Wow, I'm impressed at the Jaccarding!


----------



## Finney (Mar 1, 2005)

Yeah, when you have a weapon with a Ba-zillion razor sharp edges.


----------



## Bruce B (Mar 1, 2005)

I got one for Christmas Susan, that thing does wonders on lesser cuts of meat.


----------



## Guest (Mar 1, 2005)

Susan Z said:
			
		

> ...   Theoretically this will speed up the marination process.


I'm just the messenger!!  :smt080


----------



## Captain Morgan (Mar 1, 2005)

Now it seems that would lead to dryer meat.....

Thoughts from those with experience?


----------



## Captain Morgan (Mar 1, 2005)

Susan Z said:
			
		

> Well, I've read that it can be done with poultry, and the birdy IS sitting in marinade right now, all hermetically sealed and hopefully with the marinade sucked into all of those little perforations as well.
> 
> Plus the rotis just NATURALLY keeps it juicy, don'tcha' know.
> 
> ...



Dang, my whole is schooling is blown!  What about searing the steak to keep the juices in?  Maybe it cooks faster when it's perforated?


----------



## Finney (Mar 1, 2005)

Niagara River Smoker said:
			
		

> [quote="Susan Z":35sm5pvi]...   Theoretically this will speed up the marination process.

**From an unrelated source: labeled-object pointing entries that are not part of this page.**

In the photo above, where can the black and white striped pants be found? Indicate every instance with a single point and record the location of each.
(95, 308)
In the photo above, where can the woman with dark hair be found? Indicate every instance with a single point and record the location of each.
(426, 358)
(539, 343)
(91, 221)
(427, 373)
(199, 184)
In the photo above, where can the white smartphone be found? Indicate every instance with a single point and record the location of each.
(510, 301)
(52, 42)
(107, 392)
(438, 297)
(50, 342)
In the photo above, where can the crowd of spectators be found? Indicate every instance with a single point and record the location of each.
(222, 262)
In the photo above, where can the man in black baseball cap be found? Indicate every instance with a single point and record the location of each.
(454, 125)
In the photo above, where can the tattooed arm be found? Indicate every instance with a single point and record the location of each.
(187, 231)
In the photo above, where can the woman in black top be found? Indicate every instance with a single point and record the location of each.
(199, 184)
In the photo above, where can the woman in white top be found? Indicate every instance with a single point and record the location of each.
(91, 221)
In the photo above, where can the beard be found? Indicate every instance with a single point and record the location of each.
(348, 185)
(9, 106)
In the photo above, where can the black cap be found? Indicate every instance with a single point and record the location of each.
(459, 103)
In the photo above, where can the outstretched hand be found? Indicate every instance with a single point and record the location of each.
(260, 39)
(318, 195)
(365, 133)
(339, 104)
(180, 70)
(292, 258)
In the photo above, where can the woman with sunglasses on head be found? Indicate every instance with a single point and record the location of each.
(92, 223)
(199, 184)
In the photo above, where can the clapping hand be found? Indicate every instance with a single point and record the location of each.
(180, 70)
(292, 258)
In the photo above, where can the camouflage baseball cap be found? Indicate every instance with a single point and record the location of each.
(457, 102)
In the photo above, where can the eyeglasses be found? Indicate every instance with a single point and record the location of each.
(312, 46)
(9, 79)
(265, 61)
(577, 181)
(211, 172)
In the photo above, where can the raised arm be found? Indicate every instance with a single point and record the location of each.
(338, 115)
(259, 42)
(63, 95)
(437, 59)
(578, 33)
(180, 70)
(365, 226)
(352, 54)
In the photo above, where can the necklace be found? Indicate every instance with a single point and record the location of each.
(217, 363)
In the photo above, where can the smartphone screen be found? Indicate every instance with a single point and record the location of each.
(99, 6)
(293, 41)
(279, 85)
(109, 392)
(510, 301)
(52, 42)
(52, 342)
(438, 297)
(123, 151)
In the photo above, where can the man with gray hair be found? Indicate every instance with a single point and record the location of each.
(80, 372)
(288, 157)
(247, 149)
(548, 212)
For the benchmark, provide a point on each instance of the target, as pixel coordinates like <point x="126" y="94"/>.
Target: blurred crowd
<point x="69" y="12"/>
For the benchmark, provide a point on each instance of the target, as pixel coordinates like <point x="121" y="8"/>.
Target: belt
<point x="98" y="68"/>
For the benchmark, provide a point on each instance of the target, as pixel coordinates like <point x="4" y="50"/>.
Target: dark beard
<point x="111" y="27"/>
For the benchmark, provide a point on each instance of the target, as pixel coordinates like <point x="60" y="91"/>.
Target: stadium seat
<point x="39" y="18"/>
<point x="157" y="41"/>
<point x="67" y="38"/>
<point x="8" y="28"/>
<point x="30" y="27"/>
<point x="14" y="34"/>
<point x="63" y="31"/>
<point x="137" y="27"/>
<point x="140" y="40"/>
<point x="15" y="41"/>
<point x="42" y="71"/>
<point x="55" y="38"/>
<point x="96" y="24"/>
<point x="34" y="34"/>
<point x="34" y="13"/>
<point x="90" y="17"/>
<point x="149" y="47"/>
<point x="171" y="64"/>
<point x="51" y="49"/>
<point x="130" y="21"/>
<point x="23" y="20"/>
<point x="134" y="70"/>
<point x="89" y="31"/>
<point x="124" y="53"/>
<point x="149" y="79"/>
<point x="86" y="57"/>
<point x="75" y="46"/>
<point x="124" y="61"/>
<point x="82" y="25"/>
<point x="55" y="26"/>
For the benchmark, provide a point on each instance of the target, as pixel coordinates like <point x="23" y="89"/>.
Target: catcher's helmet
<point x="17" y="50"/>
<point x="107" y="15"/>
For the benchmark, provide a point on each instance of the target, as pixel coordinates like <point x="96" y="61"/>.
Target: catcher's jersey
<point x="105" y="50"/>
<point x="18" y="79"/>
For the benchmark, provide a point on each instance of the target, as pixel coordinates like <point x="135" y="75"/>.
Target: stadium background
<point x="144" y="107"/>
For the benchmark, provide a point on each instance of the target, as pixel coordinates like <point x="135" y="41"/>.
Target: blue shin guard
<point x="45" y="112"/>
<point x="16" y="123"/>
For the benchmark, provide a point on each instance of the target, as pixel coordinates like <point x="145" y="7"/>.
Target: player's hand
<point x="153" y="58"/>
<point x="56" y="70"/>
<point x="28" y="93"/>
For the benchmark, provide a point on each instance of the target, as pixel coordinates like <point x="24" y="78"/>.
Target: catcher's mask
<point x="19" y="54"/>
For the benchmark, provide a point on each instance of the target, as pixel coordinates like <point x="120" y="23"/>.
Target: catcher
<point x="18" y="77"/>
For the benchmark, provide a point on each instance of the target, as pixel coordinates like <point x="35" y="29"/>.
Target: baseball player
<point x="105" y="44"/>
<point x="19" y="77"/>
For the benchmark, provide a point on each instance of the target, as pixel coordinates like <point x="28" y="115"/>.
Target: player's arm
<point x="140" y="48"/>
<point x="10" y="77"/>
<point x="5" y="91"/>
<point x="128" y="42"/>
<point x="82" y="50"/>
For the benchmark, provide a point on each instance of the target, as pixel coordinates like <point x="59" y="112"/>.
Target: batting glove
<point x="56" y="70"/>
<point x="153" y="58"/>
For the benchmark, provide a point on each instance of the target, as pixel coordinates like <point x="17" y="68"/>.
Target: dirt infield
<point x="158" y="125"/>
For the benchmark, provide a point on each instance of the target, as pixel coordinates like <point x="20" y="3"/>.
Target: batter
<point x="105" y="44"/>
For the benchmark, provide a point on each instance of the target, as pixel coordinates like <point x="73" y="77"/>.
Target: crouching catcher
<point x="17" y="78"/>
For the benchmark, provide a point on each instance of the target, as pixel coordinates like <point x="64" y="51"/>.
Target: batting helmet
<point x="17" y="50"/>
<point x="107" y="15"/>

I'm just the messenger!!  :smt080[/quote:35sm5pvi]

She's still playing Maid Marination to Woodman's RobinWood. :smt063  :smt061


----------



## Captain Morgan (Mar 1, 2005)

well I reckon that's true, but we don't take steaks low and slow!

I'm in the camp that if it works for me, I'm doing it.  I definately think the Jaccard will tenderize...guess there's another item on the bbq wish list...WHO'S PAYING FOR ALL THIS STUFF? :!:


----------



## Greg Rempe (Mar 2, 2005)

Glad you're results were to yours and Mom's satisfaction!!


----------